Paper Title
Enhancing Sleep Disorder Diagnosis using XG Boost, Light GBM and Hybrid CNN-RNN Models

Abstract
Recognition of sleep disorders by means of sleep-stage classification and the development of a reliable diagnostic system have turned out to be highly essential in recent years in increasing both accuracy and speed in the diagnostic procedure. Patterns in conventional techniques, including polysomnography, are costly and time-intensive to determine and analyze; they are often subject to human error. High consistency with this process can be developed through the Machine Learning Algorithms. The background research is based on the Sleep Health Life-cycle Datasets that consists of demographic, lifestyle characteristics, and physiological variables.
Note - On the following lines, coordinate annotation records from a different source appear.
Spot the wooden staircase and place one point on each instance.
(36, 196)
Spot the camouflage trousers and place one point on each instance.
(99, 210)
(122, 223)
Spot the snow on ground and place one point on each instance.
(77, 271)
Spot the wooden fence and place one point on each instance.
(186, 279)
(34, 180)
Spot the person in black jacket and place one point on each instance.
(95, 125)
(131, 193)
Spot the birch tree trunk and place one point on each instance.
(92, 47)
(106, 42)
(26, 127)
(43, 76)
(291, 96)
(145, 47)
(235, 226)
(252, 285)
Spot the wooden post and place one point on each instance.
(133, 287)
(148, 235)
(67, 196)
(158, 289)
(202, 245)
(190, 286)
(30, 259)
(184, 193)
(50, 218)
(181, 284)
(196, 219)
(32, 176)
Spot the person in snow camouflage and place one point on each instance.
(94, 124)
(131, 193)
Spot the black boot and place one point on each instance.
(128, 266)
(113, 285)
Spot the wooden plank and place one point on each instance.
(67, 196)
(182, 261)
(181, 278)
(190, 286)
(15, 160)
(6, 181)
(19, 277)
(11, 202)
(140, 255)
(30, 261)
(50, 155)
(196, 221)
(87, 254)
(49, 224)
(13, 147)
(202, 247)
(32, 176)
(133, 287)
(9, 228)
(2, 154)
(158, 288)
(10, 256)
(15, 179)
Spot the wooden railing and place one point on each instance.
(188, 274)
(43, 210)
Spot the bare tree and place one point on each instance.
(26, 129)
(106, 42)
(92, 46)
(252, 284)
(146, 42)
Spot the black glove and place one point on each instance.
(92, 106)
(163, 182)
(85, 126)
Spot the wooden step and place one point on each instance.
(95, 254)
In the initial phase, it employs such benchmarks as Support Vector Machines, Random Forests, and k-Nearest Neighbors. It applies Advanced Deep Learning Techniques in the last phase. CNN's (Convolutional Neural Networks) extract valuable patterns in the shape or pickup of the information. Recurrent Neural Networks (RN-N's) have the ability to recognize how the data can evolve over time, particularly in physiological signals. The project as well employs genetic algorithms when it comes to training of the hyper-parameters to be used. In order to present an improved means of sleep stage Classification, it offers a contrast in the findings of a traditional ML tool in comparison with a DL tool. The aim of the study is to come up with a stable as well as a valid indicator that assists in improving the accuracy of health professionals on the issue of determining sleep disorders.